Nathaniel apretó el ídolo, temiendo que el extraño intentara arrebatárselo. Pero el hombre no se movió. Solo levantó un dedo huesudo y señaló la estatua.
—Si lo devuelves, te robarás a ti mismo la oportunidad de trascender. Si lo guardas, perderás algo que aún no sabes que valoras. No hay victoria, muchacho. Solo rutas que conducen a la misma oscuridad.
El arqueólogo temblaba. Su respiración era corta, y el aire húmedo parecía espesarse alrededor.
Esa noche, bajo la lluvia interminable de Arkham, Nathaniel Clarke tomó una decisión que lo marcaría para siempre.
La estatua resplandeció, como si celebrara el desenlace, y el joven arqueólogo sintió que algo en su interior se desgarraba. Había cruzado el umbral, aunque no sabría hasta mucho después si lo había hecho hacia la salvación o hacia la perdición.
Porque toda encrucijada, pensó mientras sus pasos lo llevaban de regreso al museo o tal vez a su propia condena, no era más que un espejo: una revelación de lo que uno estaba dispuesto a perder para obtener lo que nunca debería poseer.
Desde aquel día, quienes lo conocieron afirmaron que Nathaniel nunca volvió a ser el mismo. Sus ojos, antes claros y llenos de curiosidad, adquirieron una sombra que no se disipaba ni con la luz del sol. Y en las noches más oscuras, cuando la lluvia golpeaba los cristales y el viento ululaba entre las calles desiertas de Arkham, algunos juraban oír un susurro salir de su ventana: elige… siempre elige…
(…)
La lluvia había cesado y, en el horizonte, la torre parecía respirar como un animal dormido. El investigador, aún con las manos marcadas por la tensión de su dilema, dejó el ídolo sobre el altar. Durante unos segundos temió que la piedra volviera a iluminarse, que los ojos verdes se abrieran otra vez para pedirle otra decisión imposible. Pero no ocurrió nada.
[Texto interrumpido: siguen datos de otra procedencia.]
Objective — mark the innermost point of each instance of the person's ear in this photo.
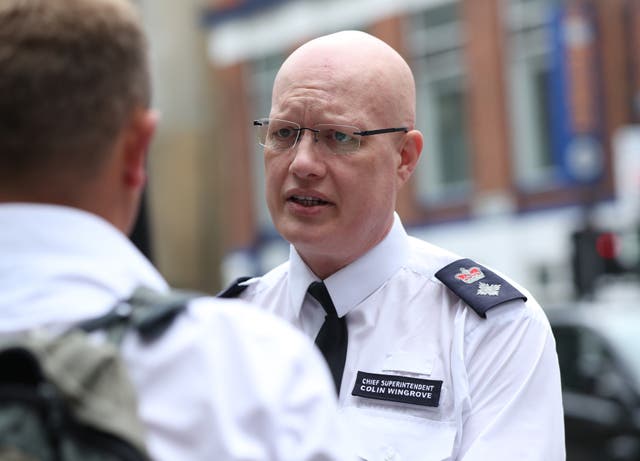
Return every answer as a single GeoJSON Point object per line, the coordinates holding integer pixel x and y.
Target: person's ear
{"type": "Point", "coordinates": [409, 155]}
{"type": "Point", "coordinates": [140, 132]}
El aire de la sala cambió: más ligero, casi como si las paredes mismas hubiesen exhalado un suspiro. Y en ese instante comprendió algo: cada encrucijada, cada elección que lo había atormentado, no era un castigo, sino un recordatorio. La magia que lo había puesto a prueba no buscaba destruirlo, sino mostrarle que hasta los caminos más oscuros podían esconder una chispa de luz.
Salió de la torre con paso firme. El mundo no era menos peligroso que antes, pero en su pecho ardía un pequeño fuego, una certeza: siempre habría dilemas, siempre habría sombras, pero también siempre existiría la posibilidad de elegir bien, de arriesgarse por lo que vale la pena.
El viento nocturno trajo un murmullo, como un hechizo olvidado:
“La verdadera magia no está en los objetos, ni en los conjuros… sino en la decisión que uno toma al borde del abismo.”
Y con esa verdad, el investigador se adentró en la oscuridad del bosque, con el presentimiento —o la esperanza— de que lo que lo esperaba no era otro final, sino un nuevo comienzo.